Bidding opens for £12.2bn affordable housing funding


Housing secretary Robert Jenrick is inviting bids for the government’s £12.2bn affordable housing funding

The new programme represents the highest funding commitment to affordable housing in a decade.

The £12.2bn affordable housing funding was confirmed in the Budget, which also includes £700m on new homes through the 2016 to 2022 programme.

A new £11.5bn Affordable Homes Programme will be delivered over 5 years from 2021 to 2026, providing up to 180,000 new homes across the country.

The programme aims to unlock a further £38bn in public and private investment in affordable housing.

The government has made around half of the new homes available for affordable homeownership.

In order to support people from all backgrounds, the rest will be made available for discounted rent, including 10% for supported housing.

Nearly £7.5bn will be delivered outside London by Homes England, the government’s housing accelerator.

The Greater London Authority has been offered £4bn and negotiations about what they will deliver with this funding are in progress.

Homes England will publish their Affordable Homes Programme prospectus this week, inviting councils, housing associations and private providers to start preparing their bids.

Housing secretary Robert Jenrick, said: “Today’s announcement represents the highest single funding commitment to affordable housing in a decade and is part of our comprehensive plans to build back better.

“This government is helping hard-working families and prospective first-time buyers get their feet on the housing ladder in an affordable way.

“Thanks to the range of flexible ownership options being made available, more families across the country will be able to realise their dreams of owning their own home, with half of these homes being made available for ownership.”

‘Disingenuous’ proposals

Tom Fyans, deputy chief executive of CPRE, commented: “While this funding seems impressive, it was announced in the Budget and doesn’t represent any additional investment to tackle the affordability crisis.

“What’s more, the government risks looking disingenuous when it claims to be keen to tackle the issue of affordability given outrageous proposals in the recently published planning white paper.

“As things stand, the government’s planning reforms seek to scrap the requirement to deliver affordable homes on anything other than large sites, which would worsen the housing crisis.

“Currently developers on small to medium sites are required to build affordable homes if the site includes more than ten units.

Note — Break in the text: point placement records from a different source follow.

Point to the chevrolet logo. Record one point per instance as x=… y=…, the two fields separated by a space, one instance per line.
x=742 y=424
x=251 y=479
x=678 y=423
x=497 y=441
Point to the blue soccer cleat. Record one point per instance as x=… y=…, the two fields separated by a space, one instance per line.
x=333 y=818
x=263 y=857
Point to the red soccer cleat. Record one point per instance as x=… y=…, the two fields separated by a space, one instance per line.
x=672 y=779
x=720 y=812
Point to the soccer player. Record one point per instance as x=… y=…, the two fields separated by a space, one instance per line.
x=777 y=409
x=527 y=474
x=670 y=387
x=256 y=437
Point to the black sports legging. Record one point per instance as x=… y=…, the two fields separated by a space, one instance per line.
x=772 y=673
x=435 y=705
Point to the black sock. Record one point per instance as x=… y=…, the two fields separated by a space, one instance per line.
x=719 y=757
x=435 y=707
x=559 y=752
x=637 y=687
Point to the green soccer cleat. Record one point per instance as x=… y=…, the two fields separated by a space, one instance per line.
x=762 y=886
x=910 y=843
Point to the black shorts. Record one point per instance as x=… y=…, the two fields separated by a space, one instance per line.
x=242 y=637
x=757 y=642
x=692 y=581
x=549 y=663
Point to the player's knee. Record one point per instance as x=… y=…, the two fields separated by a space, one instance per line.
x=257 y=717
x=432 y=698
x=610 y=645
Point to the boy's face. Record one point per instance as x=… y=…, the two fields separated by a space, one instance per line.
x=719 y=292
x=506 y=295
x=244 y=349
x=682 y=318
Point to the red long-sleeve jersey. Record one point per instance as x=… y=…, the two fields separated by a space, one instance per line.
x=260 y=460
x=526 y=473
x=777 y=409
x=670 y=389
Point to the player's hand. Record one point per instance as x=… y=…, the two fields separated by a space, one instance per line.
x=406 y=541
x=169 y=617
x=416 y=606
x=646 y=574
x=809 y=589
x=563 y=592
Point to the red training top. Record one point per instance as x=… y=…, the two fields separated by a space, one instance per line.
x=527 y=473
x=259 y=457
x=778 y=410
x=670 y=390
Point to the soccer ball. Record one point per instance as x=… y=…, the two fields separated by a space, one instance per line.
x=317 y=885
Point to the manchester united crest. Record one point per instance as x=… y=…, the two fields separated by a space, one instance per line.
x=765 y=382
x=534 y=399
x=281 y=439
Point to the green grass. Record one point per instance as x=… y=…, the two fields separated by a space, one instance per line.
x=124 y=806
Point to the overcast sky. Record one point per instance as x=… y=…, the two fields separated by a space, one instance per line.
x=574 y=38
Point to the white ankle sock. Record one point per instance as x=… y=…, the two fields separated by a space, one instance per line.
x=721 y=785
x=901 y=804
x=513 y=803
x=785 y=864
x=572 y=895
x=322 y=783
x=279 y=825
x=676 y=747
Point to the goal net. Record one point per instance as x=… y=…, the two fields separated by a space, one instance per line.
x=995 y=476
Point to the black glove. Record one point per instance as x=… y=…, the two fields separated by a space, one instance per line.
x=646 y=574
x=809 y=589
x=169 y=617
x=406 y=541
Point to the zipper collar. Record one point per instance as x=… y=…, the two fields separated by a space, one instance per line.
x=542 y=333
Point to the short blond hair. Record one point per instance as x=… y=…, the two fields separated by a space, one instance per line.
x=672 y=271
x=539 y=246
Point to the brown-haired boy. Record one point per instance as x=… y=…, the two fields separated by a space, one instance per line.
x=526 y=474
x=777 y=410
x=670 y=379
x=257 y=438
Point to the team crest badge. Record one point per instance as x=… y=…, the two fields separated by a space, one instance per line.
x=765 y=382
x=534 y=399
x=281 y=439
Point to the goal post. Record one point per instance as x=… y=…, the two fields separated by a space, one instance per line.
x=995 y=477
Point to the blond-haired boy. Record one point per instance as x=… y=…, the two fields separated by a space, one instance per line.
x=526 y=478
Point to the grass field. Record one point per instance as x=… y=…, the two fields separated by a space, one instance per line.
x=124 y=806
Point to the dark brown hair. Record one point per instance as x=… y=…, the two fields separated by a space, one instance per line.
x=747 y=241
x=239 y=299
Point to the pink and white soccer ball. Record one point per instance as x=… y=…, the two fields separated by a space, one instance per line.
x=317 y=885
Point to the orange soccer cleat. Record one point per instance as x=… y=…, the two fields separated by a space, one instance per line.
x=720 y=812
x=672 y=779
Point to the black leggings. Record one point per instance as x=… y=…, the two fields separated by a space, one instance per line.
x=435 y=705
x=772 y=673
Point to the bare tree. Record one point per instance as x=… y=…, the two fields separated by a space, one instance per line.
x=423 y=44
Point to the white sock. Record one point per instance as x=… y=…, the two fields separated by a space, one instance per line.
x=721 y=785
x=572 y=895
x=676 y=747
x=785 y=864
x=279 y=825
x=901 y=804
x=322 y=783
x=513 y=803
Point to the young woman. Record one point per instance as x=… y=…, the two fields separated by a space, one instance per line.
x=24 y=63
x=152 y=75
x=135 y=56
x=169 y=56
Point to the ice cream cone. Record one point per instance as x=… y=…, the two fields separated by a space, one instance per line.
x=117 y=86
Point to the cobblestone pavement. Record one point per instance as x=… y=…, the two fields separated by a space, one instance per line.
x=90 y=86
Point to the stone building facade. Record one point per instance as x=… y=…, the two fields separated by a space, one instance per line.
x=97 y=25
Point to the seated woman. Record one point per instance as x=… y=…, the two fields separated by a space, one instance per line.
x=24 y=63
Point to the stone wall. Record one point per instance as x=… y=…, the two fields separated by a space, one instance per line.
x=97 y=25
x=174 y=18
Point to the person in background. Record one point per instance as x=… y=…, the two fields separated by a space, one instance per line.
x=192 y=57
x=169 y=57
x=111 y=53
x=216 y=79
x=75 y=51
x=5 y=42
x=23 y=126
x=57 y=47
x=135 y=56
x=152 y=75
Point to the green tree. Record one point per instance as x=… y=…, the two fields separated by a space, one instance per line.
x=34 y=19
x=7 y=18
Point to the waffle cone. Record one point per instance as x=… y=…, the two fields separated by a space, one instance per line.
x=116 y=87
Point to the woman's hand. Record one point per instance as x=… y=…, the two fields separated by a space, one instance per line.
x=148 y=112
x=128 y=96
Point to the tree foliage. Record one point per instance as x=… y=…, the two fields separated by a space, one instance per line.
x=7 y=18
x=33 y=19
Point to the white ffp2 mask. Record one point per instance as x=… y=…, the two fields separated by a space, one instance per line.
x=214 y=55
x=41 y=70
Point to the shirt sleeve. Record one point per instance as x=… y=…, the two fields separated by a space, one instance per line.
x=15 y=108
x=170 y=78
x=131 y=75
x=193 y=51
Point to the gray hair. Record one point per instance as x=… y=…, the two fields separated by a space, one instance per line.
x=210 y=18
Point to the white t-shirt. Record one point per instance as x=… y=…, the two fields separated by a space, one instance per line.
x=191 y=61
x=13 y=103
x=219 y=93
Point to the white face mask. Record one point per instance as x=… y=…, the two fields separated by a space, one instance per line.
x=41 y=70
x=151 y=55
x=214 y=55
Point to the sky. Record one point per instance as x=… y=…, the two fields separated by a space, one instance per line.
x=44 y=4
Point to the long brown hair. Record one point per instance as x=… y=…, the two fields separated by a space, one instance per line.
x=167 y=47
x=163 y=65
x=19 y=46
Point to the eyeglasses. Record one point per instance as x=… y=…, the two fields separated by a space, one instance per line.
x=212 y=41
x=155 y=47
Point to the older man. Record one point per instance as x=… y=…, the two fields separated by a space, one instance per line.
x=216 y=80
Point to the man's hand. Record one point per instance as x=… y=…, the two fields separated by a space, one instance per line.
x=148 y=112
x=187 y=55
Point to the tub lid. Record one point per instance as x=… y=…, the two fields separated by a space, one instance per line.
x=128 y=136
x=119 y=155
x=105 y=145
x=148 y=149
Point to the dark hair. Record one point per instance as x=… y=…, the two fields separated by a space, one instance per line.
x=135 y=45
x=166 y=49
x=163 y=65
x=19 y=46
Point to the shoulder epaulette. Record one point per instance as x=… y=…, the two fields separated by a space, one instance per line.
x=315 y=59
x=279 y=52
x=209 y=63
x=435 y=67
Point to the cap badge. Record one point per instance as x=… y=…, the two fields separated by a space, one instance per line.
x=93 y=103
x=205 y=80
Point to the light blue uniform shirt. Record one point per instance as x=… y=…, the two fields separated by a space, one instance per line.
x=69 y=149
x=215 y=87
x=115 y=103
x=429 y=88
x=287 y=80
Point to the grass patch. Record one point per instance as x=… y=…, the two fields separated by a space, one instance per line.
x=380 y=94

“The reforms as they stand raise this to up to 50 units leaving most rural areas with many fewer affordable homes. This would be disastrous as it would make the existing affordable housing crisis in our rural communities even worse.”

Fyans added: “To begin making the hard decisions and tackling the housing crisis head on, the government should listen to local communities and ensure even small sites make a contribution to housing affordability and aren’t just lining the pockets of builders delivering executive homes.

“A substantial affordable housing investment programme from the government would also have the benefit of boosting the economy in a way the proposed planning reforms couldn’t hope to achieve.”

New model for Shared Ownership

Jenrick is also announcing a new model for shared ownership to help more people onto the property ladder.

The new shared ownership model will:

  • Reduce the minimum initial share you can buy in a property from 25% to 10%
  • Allow people to buy additional shares in their home in 1% instalments, with heavily reduced fees
  • Introduce a 10-year period for new shared owners where the landlord will cover the cost of any repairs and maintenance.